Q. If the hydrocarbon groupings are useful for regulatory purposes, but are 
  not very valuble scientifically, than why are they used? I hope its not just 
  because its cheaper. 
  A. One man's trash is another man's treasure. 
  The toxicity needs to be evaluated for each chemical, which is impractical for 
  hydrocarbons, because most are mixtures that contain hundreds of chemicals. 
  The same is true, but to a lesser extent for fate and transport. So, it is practical 
  to "bundle" certain groups of chemicals together, "gasoline range 
  organics" GRO for example. And make some sort of rational decision about 
  it. For example, (I'm making these number up) "if the GRO in the soil is 
  less than 100 mg/kg, it is unlikely to be a significant risk to wells more than 
  500 feet away." If you wanted to be scientific, you would need to analyze 
  that GRO for its constituent chemicals, probably about 30, and do a risk analysis 
  for each. But why bother, unless you are working for a wealthy client or her 
  lawyer who want to prove that it is harmful, or wants to confuse a jury.
Q. Your professional opinion: As you have probably noticed, I have a problem 
  with computer models.
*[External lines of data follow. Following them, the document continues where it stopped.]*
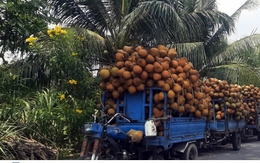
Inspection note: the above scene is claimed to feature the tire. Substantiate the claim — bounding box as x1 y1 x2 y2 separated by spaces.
180 144 198 160
232 133 241 151
77 156 91 160
257 131 260 141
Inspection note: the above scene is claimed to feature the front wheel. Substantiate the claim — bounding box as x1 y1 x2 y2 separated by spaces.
180 144 198 160
232 133 241 151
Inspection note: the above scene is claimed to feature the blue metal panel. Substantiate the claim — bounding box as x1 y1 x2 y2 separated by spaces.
117 122 145 133
144 117 206 149
169 117 206 143
125 92 145 121
107 126 127 140
209 120 226 132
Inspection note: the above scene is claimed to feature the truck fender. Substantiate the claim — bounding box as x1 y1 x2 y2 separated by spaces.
172 141 196 153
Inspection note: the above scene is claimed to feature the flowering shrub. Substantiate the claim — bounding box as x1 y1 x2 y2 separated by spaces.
25 26 99 150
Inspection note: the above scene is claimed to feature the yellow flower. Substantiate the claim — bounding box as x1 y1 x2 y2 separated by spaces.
60 94 65 100
72 52 78 56
25 36 38 43
69 79 77 85
76 109 83 114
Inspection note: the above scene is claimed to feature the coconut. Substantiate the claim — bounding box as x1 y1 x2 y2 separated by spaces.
133 65 143 74
98 69 110 80
138 49 148 58
115 52 125 61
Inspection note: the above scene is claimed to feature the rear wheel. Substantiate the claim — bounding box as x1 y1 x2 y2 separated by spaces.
180 144 198 160
257 131 260 141
232 133 241 151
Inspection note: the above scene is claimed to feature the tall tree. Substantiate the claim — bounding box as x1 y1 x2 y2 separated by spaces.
0 0 47 63
49 0 234 66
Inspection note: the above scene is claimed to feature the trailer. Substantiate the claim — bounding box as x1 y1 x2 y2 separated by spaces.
242 99 260 141
79 87 245 160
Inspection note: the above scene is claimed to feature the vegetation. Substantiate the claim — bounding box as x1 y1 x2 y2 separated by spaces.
0 0 260 159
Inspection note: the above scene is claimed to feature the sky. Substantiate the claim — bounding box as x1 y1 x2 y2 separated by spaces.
217 0 260 43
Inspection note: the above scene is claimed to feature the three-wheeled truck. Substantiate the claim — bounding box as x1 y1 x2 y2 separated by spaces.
242 98 260 141
79 88 245 160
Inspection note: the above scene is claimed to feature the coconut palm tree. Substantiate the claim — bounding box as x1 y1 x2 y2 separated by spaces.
204 34 260 87
46 0 234 67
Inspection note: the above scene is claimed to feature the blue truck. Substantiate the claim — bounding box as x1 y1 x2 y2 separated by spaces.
78 88 246 160
242 98 260 141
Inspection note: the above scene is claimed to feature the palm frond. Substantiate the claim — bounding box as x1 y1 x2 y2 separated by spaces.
210 34 260 65
120 1 187 44
207 63 260 87
205 0 259 57
231 0 260 21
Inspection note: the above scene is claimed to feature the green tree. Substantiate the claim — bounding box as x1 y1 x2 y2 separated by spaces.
0 0 47 64
201 34 260 87
50 0 234 68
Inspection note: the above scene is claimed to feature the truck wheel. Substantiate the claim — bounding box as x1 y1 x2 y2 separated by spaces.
257 131 260 141
180 144 198 160
232 133 241 151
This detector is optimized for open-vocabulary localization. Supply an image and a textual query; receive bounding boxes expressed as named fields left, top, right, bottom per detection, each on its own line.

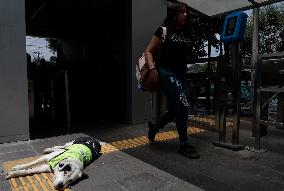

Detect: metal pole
left=64, top=71, right=71, bottom=127
left=231, top=42, right=241, bottom=144
left=250, top=8, right=259, bottom=135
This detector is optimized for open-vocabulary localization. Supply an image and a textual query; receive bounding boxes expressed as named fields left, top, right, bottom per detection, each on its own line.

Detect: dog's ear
left=81, top=172, right=89, bottom=180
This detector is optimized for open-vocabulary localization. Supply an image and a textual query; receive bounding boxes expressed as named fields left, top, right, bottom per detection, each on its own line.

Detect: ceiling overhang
left=179, top=0, right=283, bottom=17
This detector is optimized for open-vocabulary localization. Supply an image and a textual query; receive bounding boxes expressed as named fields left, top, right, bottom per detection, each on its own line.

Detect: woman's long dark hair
left=163, top=1, right=190, bottom=31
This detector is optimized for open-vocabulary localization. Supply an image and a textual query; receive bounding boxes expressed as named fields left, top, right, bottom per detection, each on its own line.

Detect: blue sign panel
left=221, top=12, right=248, bottom=42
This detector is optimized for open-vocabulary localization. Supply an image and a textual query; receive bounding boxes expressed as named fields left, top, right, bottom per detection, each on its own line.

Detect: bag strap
left=162, top=26, right=167, bottom=43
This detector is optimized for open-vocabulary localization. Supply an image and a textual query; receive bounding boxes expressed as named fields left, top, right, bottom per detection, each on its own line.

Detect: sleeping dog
left=6, top=137, right=101, bottom=190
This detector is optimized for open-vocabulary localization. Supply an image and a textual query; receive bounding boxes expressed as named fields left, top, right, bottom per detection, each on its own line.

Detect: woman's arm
left=145, top=35, right=160, bottom=70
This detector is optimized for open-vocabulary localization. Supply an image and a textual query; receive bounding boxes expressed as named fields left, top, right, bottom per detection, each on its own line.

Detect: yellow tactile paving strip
left=3, top=127, right=205, bottom=191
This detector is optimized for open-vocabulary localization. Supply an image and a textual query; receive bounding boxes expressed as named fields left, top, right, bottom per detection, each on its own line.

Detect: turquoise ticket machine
left=214, top=12, right=248, bottom=150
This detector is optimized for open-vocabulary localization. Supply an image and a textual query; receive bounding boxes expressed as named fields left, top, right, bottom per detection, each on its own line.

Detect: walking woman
left=145, top=2, right=199, bottom=159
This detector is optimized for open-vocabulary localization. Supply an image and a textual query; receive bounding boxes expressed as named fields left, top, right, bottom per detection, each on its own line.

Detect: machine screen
left=225, top=17, right=238, bottom=36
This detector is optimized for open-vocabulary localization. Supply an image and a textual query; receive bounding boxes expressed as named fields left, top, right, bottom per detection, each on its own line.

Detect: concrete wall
left=129, top=0, right=167, bottom=123
left=0, top=0, right=29, bottom=143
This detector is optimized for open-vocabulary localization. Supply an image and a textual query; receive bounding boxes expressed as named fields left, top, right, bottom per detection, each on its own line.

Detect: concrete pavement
left=0, top=118, right=284, bottom=191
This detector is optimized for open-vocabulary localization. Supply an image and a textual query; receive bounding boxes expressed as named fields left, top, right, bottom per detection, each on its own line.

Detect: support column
left=0, top=0, right=29, bottom=143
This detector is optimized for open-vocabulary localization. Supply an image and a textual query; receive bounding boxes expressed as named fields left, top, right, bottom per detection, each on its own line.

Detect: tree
left=243, top=4, right=284, bottom=57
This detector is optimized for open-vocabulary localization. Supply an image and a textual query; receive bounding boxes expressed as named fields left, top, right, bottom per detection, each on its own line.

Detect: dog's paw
left=5, top=172, right=12, bottom=180
left=43, top=148, right=54, bottom=154
left=11, top=165, right=25, bottom=171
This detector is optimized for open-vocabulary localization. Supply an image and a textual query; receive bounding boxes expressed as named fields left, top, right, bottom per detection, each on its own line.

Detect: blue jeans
left=157, top=69, right=189, bottom=144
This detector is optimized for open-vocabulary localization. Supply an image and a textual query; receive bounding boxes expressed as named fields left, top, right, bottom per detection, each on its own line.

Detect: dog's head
left=53, top=159, right=83, bottom=190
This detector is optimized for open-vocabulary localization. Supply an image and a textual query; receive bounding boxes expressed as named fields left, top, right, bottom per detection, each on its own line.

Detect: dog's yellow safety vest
left=48, top=144, right=92, bottom=170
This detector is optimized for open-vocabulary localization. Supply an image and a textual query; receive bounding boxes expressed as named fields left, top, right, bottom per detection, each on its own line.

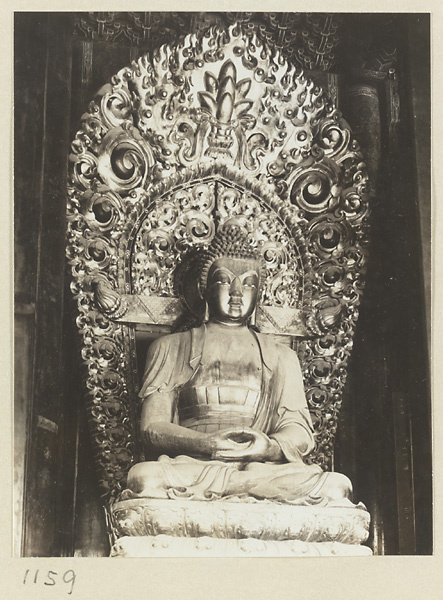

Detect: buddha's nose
left=229, top=277, right=243, bottom=296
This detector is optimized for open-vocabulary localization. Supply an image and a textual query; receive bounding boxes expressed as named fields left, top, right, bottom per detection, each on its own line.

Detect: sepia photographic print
left=13, top=7, right=437, bottom=580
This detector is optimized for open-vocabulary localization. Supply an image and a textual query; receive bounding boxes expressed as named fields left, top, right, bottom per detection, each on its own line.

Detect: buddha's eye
left=213, top=273, right=231, bottom=284
left=243, top=276, right=257, bottom=288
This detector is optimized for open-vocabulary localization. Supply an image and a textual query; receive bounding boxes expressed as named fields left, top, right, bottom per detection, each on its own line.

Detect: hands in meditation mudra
left=128, top=227, right=352, bottom=506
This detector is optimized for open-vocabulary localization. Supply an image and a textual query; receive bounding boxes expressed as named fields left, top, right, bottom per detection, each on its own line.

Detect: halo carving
left=67, top=24, right=368, bottom=497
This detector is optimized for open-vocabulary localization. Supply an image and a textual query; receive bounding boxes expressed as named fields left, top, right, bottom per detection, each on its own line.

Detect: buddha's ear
left=197, top=279, right=206, bottom=300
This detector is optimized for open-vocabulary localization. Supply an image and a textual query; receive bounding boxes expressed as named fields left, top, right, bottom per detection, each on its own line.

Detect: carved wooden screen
left=67, top=25, right=368, bottom=498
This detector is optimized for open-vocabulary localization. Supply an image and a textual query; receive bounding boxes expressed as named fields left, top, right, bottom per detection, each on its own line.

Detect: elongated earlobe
left=203, top=302, right=209, bottom=323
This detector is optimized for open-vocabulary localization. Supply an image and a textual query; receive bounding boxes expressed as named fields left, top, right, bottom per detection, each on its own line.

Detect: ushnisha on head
left=198, top=226, right=263, bottom=326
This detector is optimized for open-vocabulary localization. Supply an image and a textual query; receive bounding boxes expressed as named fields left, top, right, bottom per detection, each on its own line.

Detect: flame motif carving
left=67, top=24, right=368, bottom=497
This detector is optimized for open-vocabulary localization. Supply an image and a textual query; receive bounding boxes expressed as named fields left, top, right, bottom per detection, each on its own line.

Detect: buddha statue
left=127, top=226, right=354, bottom=506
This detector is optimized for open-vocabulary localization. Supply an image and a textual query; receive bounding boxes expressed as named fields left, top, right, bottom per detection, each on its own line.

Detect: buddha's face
left=205, top=258, right=260, bottom=325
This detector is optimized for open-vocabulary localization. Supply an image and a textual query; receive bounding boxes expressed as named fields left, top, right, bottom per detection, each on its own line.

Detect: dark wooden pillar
left=14, top=13, right=72, bottom=556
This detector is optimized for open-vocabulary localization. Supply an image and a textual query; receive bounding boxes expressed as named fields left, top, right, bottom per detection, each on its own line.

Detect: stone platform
left=111, top=534, right=372, bottom=558
left=111, top=498, right=370, bottom=556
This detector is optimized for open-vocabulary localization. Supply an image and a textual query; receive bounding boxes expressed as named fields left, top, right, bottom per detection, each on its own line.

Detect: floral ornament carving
left=67, top=24, right=369, bottom=497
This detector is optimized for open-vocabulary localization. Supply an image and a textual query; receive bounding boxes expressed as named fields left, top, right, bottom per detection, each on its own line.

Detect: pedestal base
left=111, top=498, right=370, bottom=544
left=111, top=535, right=372, bottom=558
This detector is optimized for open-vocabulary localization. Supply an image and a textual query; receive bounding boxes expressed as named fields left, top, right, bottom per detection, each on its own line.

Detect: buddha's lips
left=228, top=300, right=243, bottom=306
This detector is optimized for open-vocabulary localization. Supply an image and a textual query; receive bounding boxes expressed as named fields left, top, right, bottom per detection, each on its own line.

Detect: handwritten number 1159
left=23, top=569, right=75, bottom=594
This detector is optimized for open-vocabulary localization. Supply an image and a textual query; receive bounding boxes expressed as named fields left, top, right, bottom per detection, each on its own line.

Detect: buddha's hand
left=211, top=427, right=276, bottom=462
left=206, top=429, right=250, bottom=460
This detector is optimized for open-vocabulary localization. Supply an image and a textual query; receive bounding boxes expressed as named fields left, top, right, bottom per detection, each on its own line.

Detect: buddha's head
left=199, top=226, right=263, bottom=326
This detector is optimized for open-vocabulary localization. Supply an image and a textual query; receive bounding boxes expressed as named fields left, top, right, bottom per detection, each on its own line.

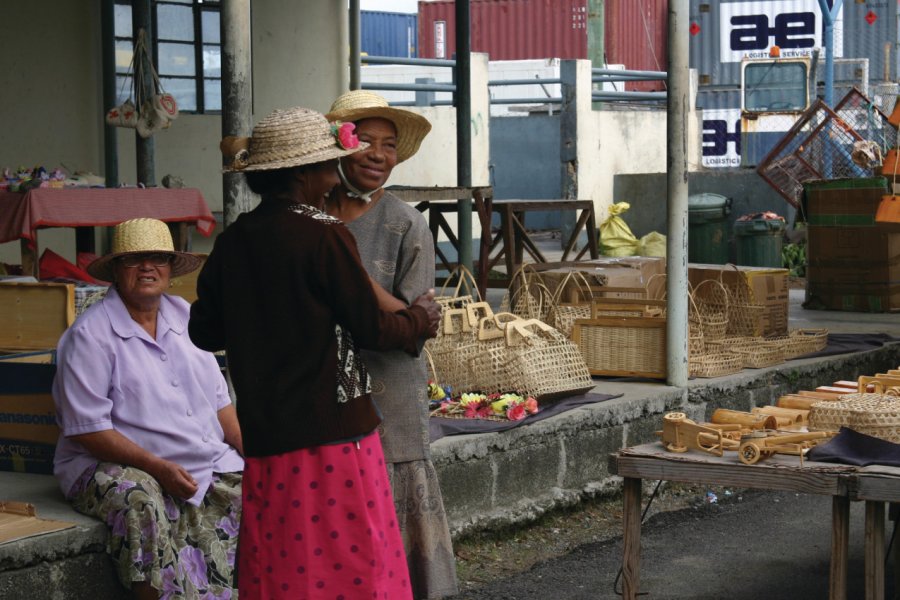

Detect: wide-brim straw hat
left=87, top=218, right=202, bottom=281
left=325, top=90, right=431, bottom=163
left=221, top=106, right=369, bottom=171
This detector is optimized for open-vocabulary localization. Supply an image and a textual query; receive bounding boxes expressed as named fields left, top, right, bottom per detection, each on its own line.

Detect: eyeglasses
left=119, top=254, right=172, bottom=269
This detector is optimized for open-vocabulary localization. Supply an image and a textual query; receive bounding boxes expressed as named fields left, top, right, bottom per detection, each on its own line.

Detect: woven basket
left=545, top=271, right=593, bottom=337
left=731, top=338, right=784, bottom=369
left=689, top=352, right=744, bottom=377
left=809, top=394, right=900, bottom=444
left=434, top=265, right=482, bottom=309
left=572, top=317, right=666, bottom=379
left=765, top=329, right=828, bottom=360
left=691, top=279, right=729, bottom=342
left=468, top=319, right=594, bottom=401
left=719, top=265, right=766, bottom=337
left=500, top=264, right=553, bottom=321
left=425, top=302, right=494, bottom=393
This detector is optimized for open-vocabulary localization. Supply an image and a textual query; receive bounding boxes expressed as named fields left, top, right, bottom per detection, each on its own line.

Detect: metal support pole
left=220, top=0, right=254, bottom=227
left=131, top=0, right=156, bottom=187
left=221, top=0, right=254, bottom=227
left=454, top=0, right=474, bottom=276
left=819, top=0, right=843, bottom=107
left=100, top=0, right=119, bottom=187
left=350, top=0, right=362, bottom=90
left=666, top=0, right=690, bottom=387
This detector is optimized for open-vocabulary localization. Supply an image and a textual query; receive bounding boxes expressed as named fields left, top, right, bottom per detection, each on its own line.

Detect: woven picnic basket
left=690, top=279, right=729, bottom=342
left=719, top=265, right=766, bottom=337
left=689, top=352, right=744, bottom=377
left=544, top=271, right=593, bottom=337
left=434, top=265, right=482, bottom=309
left=469, top=319, right=594, bottom=402
left=766, top=329, right=828, bottom=360
left=500, top=263, right=553, bottom=321
left=809, top=394, right=900, bottom=444
left=425, top=302, right=493, bottom=393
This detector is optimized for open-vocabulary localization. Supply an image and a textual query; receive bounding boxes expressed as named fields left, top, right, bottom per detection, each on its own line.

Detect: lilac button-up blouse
left=53, top=288, right=244, bottom=505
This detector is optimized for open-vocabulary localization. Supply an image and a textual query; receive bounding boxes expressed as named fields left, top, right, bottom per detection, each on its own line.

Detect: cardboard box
left=688, top=263, right=789, bottom=337
left=0, top=282, right=75, bottom=351
left=540, top=256, right=666, bottom=301
left=0, top=352, right=59, bottom=474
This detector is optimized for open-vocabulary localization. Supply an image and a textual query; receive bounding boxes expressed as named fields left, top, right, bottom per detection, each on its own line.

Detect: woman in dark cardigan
left=189, top=108, right=440, bottom=599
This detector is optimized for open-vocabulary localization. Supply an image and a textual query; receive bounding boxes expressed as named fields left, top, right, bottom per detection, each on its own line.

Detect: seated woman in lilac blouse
left=53, top=219, right=244, bottom=599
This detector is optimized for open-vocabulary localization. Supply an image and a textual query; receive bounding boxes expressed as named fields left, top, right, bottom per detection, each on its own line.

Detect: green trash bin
left=734, top=217, right=784, bottom=268
left=688, top=192, right=731, bottom=265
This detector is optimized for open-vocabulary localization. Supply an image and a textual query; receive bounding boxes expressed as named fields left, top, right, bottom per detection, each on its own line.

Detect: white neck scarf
left=338, top=162, right=381, bottom=204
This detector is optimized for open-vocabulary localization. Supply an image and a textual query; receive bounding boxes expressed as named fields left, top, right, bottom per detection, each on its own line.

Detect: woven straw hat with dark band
left=87, top=219, right=202, bottom=281
left=325, top=90, right=431, bottom=163
left=221, top=106, right=369, bottom=171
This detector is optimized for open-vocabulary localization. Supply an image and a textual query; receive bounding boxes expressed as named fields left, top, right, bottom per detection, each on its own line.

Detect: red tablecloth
left=0, top=188, right=216, bottom=243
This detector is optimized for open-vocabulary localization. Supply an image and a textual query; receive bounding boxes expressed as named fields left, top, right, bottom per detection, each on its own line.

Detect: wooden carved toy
left=738, top=431, right=835, bottom=466
left=657, top=412, right=739, bottom=456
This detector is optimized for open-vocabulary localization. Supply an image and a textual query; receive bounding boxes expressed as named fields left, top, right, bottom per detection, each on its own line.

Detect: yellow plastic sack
left=600, top=202, right=639, bottom=256
left=638, top=231, right=666, bottom=258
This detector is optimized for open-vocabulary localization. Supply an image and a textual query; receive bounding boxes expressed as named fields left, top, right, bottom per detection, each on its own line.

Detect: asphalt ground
left=446, top=490, right=895, bottom=600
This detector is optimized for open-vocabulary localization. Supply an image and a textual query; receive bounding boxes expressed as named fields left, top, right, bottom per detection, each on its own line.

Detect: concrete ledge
left=0, top=344, right=900, bottom=600
left=432, top=344, right=900, bottom=537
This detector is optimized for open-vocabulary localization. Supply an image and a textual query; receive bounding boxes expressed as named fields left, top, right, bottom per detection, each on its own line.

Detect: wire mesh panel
left=756, top=88, right=897, bottom=208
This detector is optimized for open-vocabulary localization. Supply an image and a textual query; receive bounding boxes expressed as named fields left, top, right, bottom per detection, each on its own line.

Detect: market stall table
left=609, top=443, right=900, bottom=600
left=0, top=188, right=216, bottom=277
left=388, top=186, right=599, bottom=296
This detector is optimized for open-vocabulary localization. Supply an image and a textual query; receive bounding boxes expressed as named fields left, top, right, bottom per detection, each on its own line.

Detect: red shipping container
left=604, top=0, right=669, bottom=92
left=419, top=0, right=588, bottom=60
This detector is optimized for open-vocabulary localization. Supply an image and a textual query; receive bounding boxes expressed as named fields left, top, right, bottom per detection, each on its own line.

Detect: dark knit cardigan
left=189, top=201, right=429, bottom=456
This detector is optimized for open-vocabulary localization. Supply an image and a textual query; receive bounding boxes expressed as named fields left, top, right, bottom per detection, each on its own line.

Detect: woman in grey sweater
left=326, top=90, right=457, bottom=599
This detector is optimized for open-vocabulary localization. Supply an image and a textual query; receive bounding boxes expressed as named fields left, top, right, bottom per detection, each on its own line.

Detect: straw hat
left=325, top=90, right=431, bottom=163
left=87, top=219, right=201, bottom=281
left=219, top=106, right=369, bottom=171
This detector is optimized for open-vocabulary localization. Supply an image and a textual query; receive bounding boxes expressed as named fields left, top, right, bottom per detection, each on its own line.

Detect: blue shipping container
left=359, top=10, right=419, bottom=58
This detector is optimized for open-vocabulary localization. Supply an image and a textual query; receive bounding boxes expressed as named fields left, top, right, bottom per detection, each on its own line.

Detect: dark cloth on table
left=795, top=333, right=900, bottom=358
left=806, top=427, right=900, bottom=467
left=428, top=392, right=622, bottom=442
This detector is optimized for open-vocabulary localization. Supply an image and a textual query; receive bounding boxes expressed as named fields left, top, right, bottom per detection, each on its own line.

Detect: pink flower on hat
left=331, top=121, right=359, bottom=150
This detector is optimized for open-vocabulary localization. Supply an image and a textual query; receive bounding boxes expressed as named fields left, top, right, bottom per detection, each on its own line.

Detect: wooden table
left=609, top=443, right=900, bottom=600
left=388, top=186, right=599, bottom=296
left=0, top=188, right=216, bottom=277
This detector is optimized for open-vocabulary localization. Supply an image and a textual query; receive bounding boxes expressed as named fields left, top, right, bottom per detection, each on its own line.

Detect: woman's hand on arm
left=69, top=429, right=198, bottom=499
left=217, top=404, right=244, bottom=456
left=369, top=276, right=407, bottom=312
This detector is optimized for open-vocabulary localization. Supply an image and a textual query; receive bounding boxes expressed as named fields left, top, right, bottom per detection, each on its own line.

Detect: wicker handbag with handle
left=469, top=319, right=594, bottom=402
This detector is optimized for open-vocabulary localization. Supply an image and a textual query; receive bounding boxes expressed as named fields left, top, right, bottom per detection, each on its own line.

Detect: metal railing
left=360, top=56, right=668, bottom=106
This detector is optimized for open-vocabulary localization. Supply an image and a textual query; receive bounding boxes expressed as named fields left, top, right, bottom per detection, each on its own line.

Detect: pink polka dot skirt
left=238, top=434, right=412, bottom=600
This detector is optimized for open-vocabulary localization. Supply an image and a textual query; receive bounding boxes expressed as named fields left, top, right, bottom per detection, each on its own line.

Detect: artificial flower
left=331, top=121, right=359, bottom=150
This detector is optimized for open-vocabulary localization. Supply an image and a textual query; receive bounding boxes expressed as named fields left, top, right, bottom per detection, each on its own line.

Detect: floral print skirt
left=238, top=433, right=412, bottom=600
left=387, top=459, right=459, bottom=600
left=70, top=463, right=241, bottom=600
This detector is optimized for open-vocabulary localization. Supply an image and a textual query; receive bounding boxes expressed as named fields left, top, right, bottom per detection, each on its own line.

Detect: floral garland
left=428, top=381, right=540, bottom=421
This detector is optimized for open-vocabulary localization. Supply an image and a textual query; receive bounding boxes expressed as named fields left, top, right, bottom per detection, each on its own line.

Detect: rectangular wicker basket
left=572, top=316, right=666, bottom=379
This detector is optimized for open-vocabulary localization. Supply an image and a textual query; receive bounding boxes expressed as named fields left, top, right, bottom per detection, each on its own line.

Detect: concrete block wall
left=432, top=344, right=900, bottom=538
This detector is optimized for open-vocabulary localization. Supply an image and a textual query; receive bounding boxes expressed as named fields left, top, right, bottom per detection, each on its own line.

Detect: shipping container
left=359, top=10, right=419, bottom=58
left=419, top=0, right=588, bottom=60
left=603, top=0, right=669, bottom=92
left=689, top=0, right=900, bottom=87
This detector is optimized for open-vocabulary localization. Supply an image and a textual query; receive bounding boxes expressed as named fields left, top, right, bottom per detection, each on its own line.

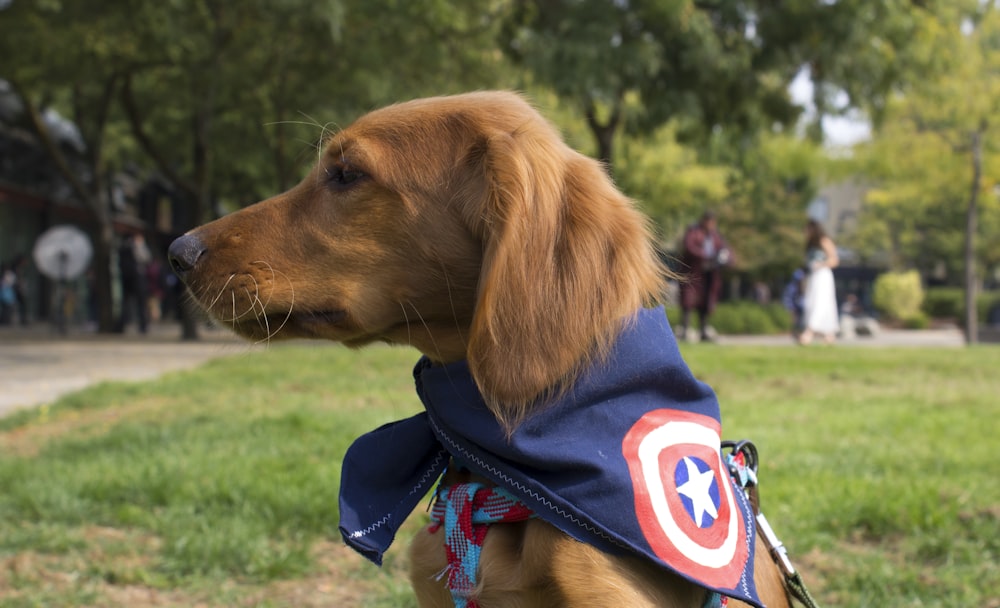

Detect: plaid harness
left=428, top=478, right=747, bottom=608
left=429, top=482, right=535, bottom=608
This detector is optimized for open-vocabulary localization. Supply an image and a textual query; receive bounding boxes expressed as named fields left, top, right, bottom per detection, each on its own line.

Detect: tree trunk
left=585, top=98, right=622, bottom=175
left=965, top=126, right=984, bottom=344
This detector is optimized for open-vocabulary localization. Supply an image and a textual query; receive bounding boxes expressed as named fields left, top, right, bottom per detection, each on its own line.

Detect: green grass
left=0, top=345, right=1000, bottom=608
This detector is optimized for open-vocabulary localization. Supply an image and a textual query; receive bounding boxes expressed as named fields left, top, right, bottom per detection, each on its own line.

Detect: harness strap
left=722, top=440, right=818, bottom=608
left=429, top=482, right=535, bottom=608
Yet, I have done some biological and chemical work and 
  have used statistical analysis methods and I am able to accept what I get from 
  statistics, with some caution. Do you think that there is a large difference 
  between computer models and statistical analysis?
  OK, see articles above regarding sensitivity and error terminology.
Q. Under "Special Chemical", was there any reason why in particular 
  you chose the chemicals you did to discuss? I began thinking about that, and 
  there are many others that you could have mentioned or discussed
so I guess 
  I am asking what was the madness behind it? Was it just because we encounter 
  these chemicals more often? I suppose these are the killers, so to speak.
  A. "...and all the children are above average." We are all special 
  and so are our chemicals. These particular chemicals are mentioned because they 
  are very common chemicals in hazardous waste sites (but not fresh spills) and 
  their risks are computed using a slightly different algorithm then most chemicals. 
Does statistics fully consider the uncertainty parameters? Or is it a mere 
  jugglery of numeric data.
  I think if it fully depends on the data collected then our results fully depend 
  on how the data is collected (I mean without any errors).
  I suspect any small error in data collection may lead to big mistakes in statistical 
  drawings. Thus statistics should also consider that.
  OK, see articles above regarding sensitivity and error terminology.